L’Oréal Dermatological Beauty is taking on new territories — starting with the scalp.
The division of L’Oréal that houses CeraVe, La Roche-Posay, SkinCeuticals and other brands, is tackling hair care with two simultaneous launches in the U.S. market. CeraVe is debuting five products in hair and scalp care, while Dercos, the European dandruff range under Vichy, will also introduce itself to U.S. shoppers.
Both ranges are launching Friday. Prices for CeraVe’s hair products, which encompass shampoos and conditioners, range from $8.97 to $9.97 on Walmart’s website. The Dercos products are priced from $19.99 to $48.99 and will debut on Vichy’s U.S. website.
“This hair discussion is very timely,” said Christina Fair, president of L’Oréal’s dermatological beauty division in North America. “We’ve established leadership and skin expertise, and when you think about the scalp, it’s an extension of your skin. We’re looking at it as a healthy scalp giving you healthy hair.”
Unanimously, dermatologists see dandruff as the third-most common concern among patients, Fair said, and it took time to dissect pain points from both medical professionals and consumers. “This wasn’t overnight,” she said. “We spent a while understanding what the right offer would look like, and understanding the patient profile as well as dermatologist needs.”
As a part of that research, Fair uncovered that 40 percent of users with dandruff don’t use products that target the concern. Even if they start, Fair reasoned, they seldom continue using them. “They’re looking for treatments that leave their hair soft, smooth, shiny — all of those end benefits,” she said. “We saw both a dermatologist need gap and a patient need gap.”
Fair assembled a board of dermatologists to work on the CeraVe products, and also assembled a separate sales team to tackle hair care.

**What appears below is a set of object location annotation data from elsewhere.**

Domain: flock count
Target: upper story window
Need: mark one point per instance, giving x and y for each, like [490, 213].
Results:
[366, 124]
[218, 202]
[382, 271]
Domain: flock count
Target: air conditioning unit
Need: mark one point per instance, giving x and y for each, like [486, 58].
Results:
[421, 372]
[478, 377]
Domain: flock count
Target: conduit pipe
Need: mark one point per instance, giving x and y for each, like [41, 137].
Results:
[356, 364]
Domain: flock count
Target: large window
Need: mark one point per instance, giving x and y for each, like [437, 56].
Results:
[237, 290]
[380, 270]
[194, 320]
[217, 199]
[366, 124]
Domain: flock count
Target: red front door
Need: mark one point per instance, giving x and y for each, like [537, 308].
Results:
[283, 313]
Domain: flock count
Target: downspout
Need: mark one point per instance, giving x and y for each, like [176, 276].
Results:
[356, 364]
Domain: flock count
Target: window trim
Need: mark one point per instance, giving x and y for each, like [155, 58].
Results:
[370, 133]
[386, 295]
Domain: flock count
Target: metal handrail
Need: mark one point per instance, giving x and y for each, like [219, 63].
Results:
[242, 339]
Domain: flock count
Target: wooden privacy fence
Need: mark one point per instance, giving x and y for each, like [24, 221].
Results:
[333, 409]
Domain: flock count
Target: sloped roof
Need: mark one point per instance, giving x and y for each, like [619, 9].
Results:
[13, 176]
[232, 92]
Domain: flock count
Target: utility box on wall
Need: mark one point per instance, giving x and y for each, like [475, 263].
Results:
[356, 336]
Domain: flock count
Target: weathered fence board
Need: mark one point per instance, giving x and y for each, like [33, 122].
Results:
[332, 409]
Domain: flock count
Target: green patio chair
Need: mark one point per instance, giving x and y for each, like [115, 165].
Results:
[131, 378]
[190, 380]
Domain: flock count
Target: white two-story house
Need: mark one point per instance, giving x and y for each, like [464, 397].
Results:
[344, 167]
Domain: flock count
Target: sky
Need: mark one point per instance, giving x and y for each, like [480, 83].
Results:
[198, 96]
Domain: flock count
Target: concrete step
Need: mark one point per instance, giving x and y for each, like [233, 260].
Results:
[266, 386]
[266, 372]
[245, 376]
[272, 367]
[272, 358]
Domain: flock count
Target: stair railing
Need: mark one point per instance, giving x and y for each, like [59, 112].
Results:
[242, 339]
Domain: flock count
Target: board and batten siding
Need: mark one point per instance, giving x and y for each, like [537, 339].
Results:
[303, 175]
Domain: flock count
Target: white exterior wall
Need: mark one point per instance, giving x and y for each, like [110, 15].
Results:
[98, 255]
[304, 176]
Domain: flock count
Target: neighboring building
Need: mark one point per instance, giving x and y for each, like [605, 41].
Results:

“We didn’t have the perfect solution in our portfolio. We asked dermatologists what product they would create, and it’s essentially free of sulfates and parabens but with pyrithione zinc. When they treat patients, a lot of them have high sensitivities on their scalp,” Fair said. “The whole idea is that when a treatment is prescribed, that they adhere to it.
“The other piece, on the moderate and severe side of it, are stronger treatments that don’t leave hair quality worse,” Fair continued, nodding to Dercos. “We now have a portfolio where you have the treatments, and more holistic products for days you’re not treating.”
Among the ingredients in the products are hyaluronic acid, niacinamide and ceramides. “We look at what ingredients consumers understand, and what’s most important for us is safety and efficacy,” said Sanford Browne, L’Oréal’s president of research and innovation in North America. He also took cues from other brands in adjacent L’Oréal divisions.
“Redken is the top professional hair care brand, we’ve created a lot of technologies. We’re able to leverage that deep expertise, which allows us to ask what the consumer wants. We map the entire consumer sensory journey, we spend a lot of time studying consumers from an ethnographic and cognitive science standpoint, and effects of the environment,” Browne said.
Ensuring the products’ performance across hair types was also critical. “The dandruff market is a big market, and it’s products that have been out for a while. One in five consumers suffers from scalp issues,” he said. “One in two Gen Z [consumers] has curly hair, and this is designed to meet their needs.”
L’Oréal’s dermatological beauty division globally missed analyst expectations in the most recent quarter, as reported, posting only 0.8 percent growth in the most recent quarter. At that time, chief executive officer Nicolas Hieronimus said the division still gained share, and a statement from the company cited Dercos as a key growth driver at Vichy. CeraVe “continued to outpace the market across all regions,” per the statement.
As of earlier this year, CeraVe was the second-biggest skin care brand in the mass market, and the fourth-largest mass beauty business across categories, per Circana.